Based on the somewhat limited information you gave, I assume that with the solution suggested by @Oyibo you simply send the function address to the remote workers. This is literally the physical location of that function in your computer’s memory. You would need to retrieve that address on the remote side. This is also the reason why you cannot cache the ctypes pointer. It is highly unsafe.

Hey @sschaer,

I’ve been experimenting with different caching options for external functions using Numba, and I could need some advice.
Numba offers several methods for loading external functions, including get_cython_function_address (via scipy), ctypes, cffi, WrapperAddressProtocol, and ExternalFunction.

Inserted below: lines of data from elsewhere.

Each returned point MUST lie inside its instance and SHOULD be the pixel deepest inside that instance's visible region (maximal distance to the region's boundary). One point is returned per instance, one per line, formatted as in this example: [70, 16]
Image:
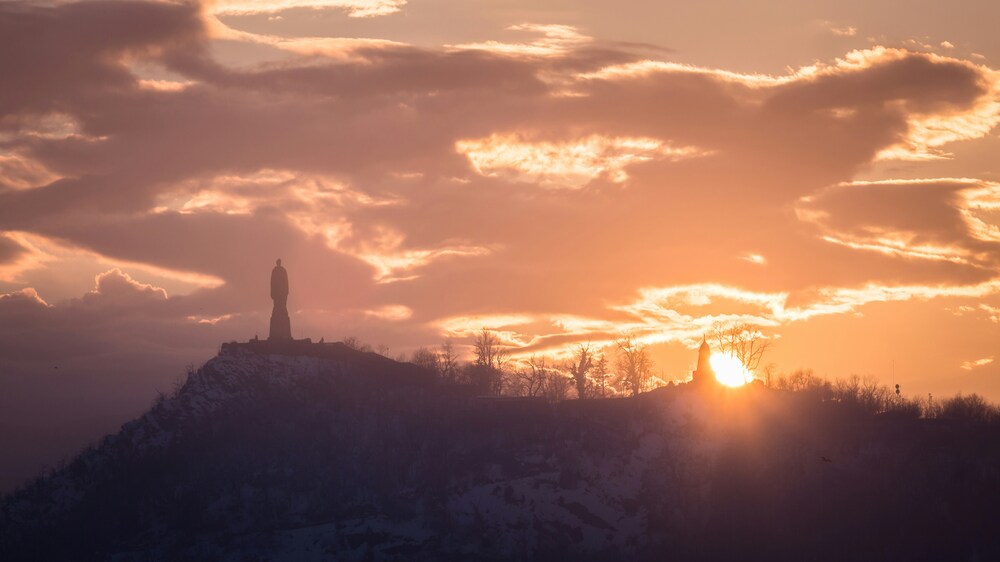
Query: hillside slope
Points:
[351, 456]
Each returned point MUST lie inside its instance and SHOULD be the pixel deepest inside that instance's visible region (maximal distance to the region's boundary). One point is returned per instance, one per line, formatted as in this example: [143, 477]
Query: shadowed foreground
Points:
[348, 455]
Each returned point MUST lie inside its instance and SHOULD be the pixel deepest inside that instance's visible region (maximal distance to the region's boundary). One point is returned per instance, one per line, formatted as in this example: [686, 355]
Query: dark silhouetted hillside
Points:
[350, 456]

I’ve noticed during testing that caching fails with get_cython_function_address, ctypes, and cffi, resulting in a warning: “NumbaWarning: Cannot cache compiled function”. However, when using WrapperAddressProtocol and ExternalFunction, caching seems to work as intended without any warnings, and cache files are generated successfully. However, the WrapperAddressProtocol seems to be slower than the other methods.
Is this the preferable approach?
llvmlite.binding.load_library_permanently(find_library(<library>))
followed by
numba.types.ExternalFunction(<funcname>, ...)
What would you recommend in general when handling external functions using Numba and you want to cache them?